Класс, однако! Такой молодой девочка и уже управляющий, вах! Неужели сам? Что случилось с моим гордым народом? Какой-то глупый женщин сидит во главе стола! Кровь кипит в пламенном сердце горца! Где мой сабля?!
Компанию с необычным греческим названием я отыскал без особого труда, обежав все соседние дворы. «Стикс» занимал первый этаж небольшого жилого дома. Я понял это по одинаковым узорчатым решеткам на окнах. Вывеска была достаточно непримечательна, что говорило о полном игнорировании рекламы. Я толкнул металлическую дверь с «рыбьим глазом» и проник внутрь, надеясь, что меня окружат теплотой и вниманием, как во всех цивилизованных страховых компаниях. Однако мимо. Вместо теплоты и внимания перед моими добрыми глазами возник гориллообразный паренек в бордовом пиджаке:
— К кому?
— Просто… От тайфуна хочу…
— А, пошли.
Паренек пропустил меня вперед и пристроился сзади. Надеюсь, контора не занимается похищением человеческих органов, и я выйду отсюда живым. Тьфу-тьфу…

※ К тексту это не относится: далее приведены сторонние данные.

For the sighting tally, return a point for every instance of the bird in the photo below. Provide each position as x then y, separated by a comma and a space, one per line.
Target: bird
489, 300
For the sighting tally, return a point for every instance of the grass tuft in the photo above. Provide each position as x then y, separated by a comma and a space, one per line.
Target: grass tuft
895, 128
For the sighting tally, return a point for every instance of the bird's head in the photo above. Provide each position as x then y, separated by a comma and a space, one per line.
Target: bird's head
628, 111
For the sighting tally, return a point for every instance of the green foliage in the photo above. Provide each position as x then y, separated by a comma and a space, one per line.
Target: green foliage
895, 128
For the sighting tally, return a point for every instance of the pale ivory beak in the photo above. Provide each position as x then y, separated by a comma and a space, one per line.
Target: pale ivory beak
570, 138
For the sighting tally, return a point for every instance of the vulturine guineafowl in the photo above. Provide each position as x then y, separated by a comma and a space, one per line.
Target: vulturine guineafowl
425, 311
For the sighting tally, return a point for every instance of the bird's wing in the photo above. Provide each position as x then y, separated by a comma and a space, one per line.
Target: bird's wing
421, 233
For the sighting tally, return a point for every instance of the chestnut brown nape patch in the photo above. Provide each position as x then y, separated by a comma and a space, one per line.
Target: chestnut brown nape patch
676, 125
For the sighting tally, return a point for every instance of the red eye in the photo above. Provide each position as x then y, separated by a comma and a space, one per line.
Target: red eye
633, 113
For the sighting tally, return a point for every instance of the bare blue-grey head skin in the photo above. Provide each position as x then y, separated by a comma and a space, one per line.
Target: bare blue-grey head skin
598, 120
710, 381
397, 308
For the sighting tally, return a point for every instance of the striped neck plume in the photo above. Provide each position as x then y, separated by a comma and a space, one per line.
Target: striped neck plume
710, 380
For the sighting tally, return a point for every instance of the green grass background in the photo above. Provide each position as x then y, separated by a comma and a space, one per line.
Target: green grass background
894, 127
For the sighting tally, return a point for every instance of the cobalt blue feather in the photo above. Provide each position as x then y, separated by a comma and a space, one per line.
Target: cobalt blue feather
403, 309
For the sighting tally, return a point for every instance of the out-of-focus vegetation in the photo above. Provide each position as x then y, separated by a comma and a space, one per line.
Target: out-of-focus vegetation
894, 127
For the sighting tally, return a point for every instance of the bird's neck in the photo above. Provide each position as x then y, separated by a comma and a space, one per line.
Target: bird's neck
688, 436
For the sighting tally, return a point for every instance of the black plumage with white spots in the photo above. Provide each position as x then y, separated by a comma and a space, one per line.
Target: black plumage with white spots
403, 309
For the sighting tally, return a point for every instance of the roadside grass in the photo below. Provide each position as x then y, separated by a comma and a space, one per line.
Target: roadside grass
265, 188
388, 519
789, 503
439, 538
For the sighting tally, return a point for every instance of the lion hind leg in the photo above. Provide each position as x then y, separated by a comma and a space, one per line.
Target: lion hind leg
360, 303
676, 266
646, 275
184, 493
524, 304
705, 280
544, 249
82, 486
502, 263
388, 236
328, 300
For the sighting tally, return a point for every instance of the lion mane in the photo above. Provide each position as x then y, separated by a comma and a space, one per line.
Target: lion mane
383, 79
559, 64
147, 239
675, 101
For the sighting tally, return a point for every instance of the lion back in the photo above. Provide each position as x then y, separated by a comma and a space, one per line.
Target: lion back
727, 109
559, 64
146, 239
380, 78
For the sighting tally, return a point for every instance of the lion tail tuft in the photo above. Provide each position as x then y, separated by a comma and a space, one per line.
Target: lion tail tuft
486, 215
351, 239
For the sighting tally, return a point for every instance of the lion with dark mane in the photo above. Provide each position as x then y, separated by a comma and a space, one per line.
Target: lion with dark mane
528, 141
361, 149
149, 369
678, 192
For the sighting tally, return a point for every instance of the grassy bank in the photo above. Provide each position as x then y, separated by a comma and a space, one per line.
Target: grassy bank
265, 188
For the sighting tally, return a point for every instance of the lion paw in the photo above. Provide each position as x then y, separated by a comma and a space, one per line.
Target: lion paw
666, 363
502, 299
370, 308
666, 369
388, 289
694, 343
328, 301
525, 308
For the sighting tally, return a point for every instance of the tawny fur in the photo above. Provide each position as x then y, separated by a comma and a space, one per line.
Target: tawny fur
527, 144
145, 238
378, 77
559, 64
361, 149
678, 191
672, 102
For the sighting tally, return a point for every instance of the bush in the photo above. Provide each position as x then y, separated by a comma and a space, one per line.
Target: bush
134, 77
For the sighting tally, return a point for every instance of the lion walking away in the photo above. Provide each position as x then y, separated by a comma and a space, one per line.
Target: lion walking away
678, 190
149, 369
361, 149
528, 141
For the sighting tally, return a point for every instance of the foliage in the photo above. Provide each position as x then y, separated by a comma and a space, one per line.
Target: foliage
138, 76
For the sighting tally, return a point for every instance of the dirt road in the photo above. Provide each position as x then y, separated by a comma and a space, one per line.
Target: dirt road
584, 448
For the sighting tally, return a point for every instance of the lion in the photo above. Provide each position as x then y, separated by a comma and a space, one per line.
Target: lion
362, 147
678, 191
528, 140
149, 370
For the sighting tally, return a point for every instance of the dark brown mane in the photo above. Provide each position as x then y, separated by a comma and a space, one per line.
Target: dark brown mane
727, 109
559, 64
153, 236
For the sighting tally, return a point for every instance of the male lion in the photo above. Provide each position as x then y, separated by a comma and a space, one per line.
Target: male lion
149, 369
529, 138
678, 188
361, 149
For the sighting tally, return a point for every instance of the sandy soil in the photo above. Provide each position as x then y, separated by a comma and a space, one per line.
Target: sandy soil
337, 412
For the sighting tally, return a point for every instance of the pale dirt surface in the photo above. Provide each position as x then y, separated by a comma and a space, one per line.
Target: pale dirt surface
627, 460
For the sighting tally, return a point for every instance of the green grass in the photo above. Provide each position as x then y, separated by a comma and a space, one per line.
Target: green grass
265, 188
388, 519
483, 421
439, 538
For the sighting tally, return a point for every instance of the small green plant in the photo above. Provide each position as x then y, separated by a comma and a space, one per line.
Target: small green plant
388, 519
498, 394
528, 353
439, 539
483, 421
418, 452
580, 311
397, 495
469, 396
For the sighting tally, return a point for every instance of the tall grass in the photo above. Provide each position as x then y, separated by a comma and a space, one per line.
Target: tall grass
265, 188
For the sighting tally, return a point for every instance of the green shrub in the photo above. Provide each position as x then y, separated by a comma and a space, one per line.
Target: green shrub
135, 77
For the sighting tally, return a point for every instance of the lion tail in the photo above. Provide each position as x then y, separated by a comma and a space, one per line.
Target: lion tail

Мы прошли строго-настрого по коридору, свернули направо и остановились перед дубовыми дверьми.
— Сюда.
— Спасибо…
Да, кстати! Совсем забыл вам сказать, что сейчас зима, а точнее декабрь — прекрасный месяц, воспетый нашим великим поэтом Тютчевым! Ой, извините… Чего-то я не такой сегодня.
Страховаться от тайфуна я не стал. От селей и подавно. Был соблазн оградить себя от наводнения, но вовремя вспомнилось, что живу я на седьмом этаже и затопить нас может только сосед сверху. Все прелести коммерческого страхования мне доказывала, к сожалению, не Ирка Рябинина (вот так фамильярно, без отчества, без должности, ну чисто по-ментовски), а рекламный юноша с какими-то голубыми наклонностями. То за руку меня возьмет, то захихикает над собственными плоскими остротами. Козел, короче. Меня же интересовали не его пошлости и уж тем более не предлагаемые варианты страховки, а внутреннее убранство заведения.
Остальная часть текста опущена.